Similarly, the ≥30 kcal/IBW/day (kg) group may have consumed a larger amount of diet than the <30 kcal/IBW/day (kg) group. Therefore, a larger amount of diet intake may increase the swallowing frequency and positively affect the swallowing muscles.” (Lines 267-270)

 

Comment #8: Line 273-276:This conclusion should be modified according to the objectives and limitation of the study.

 

Response: We agree with the reviewer’s comment. Our study was an observational study; hence, we could not determine the effect of aggressive nutritional management practices on improved outcomes. Therefore, we have modified the following sentences in the Conclusions sections:

“The results of the current study showed that nutritional management based on ≥30 kcal/IBW/day (kg) in older hospitalized patients with sarcopenic dysphagia may significantly improve swallowing ability and clinically meaningful ADLs.” (Lines 281-283)

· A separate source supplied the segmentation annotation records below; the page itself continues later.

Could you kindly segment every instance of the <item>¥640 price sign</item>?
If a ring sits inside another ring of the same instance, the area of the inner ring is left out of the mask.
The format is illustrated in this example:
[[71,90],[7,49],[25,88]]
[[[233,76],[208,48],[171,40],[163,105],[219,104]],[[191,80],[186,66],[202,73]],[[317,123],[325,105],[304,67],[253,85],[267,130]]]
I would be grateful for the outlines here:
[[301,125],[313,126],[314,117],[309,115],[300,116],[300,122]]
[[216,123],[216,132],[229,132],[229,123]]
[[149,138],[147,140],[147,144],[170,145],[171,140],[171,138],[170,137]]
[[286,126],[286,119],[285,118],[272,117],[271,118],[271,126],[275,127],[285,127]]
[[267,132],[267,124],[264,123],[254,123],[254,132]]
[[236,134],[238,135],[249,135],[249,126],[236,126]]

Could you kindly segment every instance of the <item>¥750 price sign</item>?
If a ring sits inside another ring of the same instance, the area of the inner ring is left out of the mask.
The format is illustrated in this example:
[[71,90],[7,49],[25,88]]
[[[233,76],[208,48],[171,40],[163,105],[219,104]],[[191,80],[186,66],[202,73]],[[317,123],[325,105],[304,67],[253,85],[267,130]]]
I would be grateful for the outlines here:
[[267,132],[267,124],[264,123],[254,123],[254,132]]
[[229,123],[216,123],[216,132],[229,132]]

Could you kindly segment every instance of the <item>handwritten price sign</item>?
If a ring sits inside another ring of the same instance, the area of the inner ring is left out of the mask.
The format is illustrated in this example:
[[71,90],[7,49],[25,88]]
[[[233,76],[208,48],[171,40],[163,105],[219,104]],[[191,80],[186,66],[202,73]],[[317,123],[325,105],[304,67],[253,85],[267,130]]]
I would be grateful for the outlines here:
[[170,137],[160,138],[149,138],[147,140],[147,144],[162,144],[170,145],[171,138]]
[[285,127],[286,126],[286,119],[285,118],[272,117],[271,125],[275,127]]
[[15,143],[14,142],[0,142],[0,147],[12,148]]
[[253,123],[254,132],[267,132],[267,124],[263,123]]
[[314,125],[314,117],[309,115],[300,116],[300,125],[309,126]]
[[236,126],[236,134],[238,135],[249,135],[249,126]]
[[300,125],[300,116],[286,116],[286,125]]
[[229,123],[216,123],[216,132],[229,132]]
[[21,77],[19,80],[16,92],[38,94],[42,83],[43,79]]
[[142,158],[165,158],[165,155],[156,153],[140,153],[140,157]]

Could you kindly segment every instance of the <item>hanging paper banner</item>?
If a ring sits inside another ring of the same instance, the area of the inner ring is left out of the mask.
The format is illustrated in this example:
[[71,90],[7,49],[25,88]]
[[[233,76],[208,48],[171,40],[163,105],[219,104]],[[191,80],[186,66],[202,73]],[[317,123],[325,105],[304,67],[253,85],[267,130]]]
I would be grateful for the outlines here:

Author Response File: Author Response.docx

Reviewer 2 Report

This is an interesting study about a topic that must be recognized and investigated due to the clinical impact of this. 

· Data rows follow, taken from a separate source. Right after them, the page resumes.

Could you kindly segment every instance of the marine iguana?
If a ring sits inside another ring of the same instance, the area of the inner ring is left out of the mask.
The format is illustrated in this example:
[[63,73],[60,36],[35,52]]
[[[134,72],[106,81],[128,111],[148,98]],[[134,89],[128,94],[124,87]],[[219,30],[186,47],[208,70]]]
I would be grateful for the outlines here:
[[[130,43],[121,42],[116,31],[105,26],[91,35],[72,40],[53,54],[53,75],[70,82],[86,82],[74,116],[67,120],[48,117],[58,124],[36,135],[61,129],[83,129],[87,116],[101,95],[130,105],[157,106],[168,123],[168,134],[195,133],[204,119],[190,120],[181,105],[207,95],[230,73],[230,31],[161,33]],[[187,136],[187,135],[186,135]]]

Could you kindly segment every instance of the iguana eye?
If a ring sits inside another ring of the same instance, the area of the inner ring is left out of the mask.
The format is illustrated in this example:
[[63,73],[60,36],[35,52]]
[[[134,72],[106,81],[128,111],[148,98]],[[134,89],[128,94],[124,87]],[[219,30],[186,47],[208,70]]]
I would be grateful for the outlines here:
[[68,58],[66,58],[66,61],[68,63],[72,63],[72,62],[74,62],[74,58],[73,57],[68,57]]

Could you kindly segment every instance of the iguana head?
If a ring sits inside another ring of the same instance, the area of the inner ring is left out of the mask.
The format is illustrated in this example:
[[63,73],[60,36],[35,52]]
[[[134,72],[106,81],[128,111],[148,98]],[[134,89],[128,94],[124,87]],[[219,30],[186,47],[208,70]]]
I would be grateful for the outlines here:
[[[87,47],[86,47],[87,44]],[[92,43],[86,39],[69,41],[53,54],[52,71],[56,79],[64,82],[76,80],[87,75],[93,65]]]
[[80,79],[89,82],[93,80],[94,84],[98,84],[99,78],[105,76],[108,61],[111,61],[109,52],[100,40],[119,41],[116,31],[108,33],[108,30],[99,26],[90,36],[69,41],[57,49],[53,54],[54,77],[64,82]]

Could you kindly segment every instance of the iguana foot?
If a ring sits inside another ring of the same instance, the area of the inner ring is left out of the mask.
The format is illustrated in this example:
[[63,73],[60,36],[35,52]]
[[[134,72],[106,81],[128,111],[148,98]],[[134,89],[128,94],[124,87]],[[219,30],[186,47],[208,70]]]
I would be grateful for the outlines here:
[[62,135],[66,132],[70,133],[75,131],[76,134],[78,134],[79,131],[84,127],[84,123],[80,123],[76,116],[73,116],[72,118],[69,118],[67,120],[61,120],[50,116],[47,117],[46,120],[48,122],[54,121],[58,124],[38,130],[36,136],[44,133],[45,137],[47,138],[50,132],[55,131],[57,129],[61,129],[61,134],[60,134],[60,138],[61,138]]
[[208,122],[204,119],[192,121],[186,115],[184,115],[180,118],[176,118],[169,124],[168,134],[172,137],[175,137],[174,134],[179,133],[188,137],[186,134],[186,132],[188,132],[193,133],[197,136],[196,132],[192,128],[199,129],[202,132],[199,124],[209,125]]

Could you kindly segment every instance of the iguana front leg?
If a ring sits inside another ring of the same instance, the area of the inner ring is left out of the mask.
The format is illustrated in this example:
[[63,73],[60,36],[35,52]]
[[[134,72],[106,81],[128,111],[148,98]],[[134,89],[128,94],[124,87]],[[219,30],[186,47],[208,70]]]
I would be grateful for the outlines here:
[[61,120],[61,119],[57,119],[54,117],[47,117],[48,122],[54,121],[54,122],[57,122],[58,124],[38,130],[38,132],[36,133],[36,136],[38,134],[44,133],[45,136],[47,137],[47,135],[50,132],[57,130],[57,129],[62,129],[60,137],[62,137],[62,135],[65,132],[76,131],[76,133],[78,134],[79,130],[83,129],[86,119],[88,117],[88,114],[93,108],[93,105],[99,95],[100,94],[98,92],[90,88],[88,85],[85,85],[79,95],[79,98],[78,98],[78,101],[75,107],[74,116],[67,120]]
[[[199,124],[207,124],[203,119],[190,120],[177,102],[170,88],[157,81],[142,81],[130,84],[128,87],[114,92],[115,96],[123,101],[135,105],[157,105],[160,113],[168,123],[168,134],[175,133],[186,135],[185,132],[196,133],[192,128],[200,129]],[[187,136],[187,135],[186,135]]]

I have some advices that the authors can do: 

  • You must include a flow chart of study groups. 
  • The group with <30 kcal/día had less intake, you should explain it in discussion. 

Author Response

Reviewer 2.

Thank you for your positive comments in the previous review, which helped us improve our manuscript. We have made additional changes in this revision based on the comments. Our changes have been marked in red font in the revised manuscript.

             

Comment #1: You must include a flow chart of study groups.

 

Response: We agree with the reviewer’s comment. As pointed out by the reviewer, presenting a flowchart of this study would better clarify details about the study participants. Therefore, we have added Figure 1.

 

Comment #2: The group with <30 kcal/día had less intake, you should explain it in discussion.

 

Response: We agree with the reviewer’s comment. Taking into account why the <30 kcal/IBW/day (kg) group had a low energy intake would be useful for effective nutritional management in the future. Therefore, we have added the following sentences in the Discussion and Reference sections:

“However, more aggressive nutritional management may be necessary for patients with sarcopenic dysphagia, who have a poorer nutritional status. The <30 kcal/IBW/day (kg) group had a significantly lower baseline MNA-SF score before being weighted using the IPTW method. These patients with a poorer nutritional status on admission may have potential anorexia, low activity, or other problems. Individualized nutritional management is effective in improving the nutritional status and ADLs. [37,38] Considering these findings, individualized and more aggressive nutritional management is important to increase compliance with the 30 kcal/IBW/day (kg) intake. In some patients, oral intake may be inadequate even with individualized nutritional management. In the future, it is necessary to establish effective nutritional management for these patients.” (Lines 253-261)

37. Schuetz, P.; Fehr, R.; Baechli, V.; Geiser, M.; Deiss, M.; Gomes, F.; Kutz, A.; Tribolet, P.; Bregenzer, T.; Braun, N.; et al Individualised nutritional support in medical inpatients at nutritional risk: A randomised clinical trial. Lancet 2019, 393, 2312–2321.

38.  Shimazu, S.; Yoshimura, Y.; Kudo, M.; Nagano, F.; Bise, T.; Shiraishi, A.; Sunahara, T. Frequent and personalized nutritional support leads to improved nutritional status, activities of daily living, and dysphagia after stroke. Nutrition 2020, 83, 111091.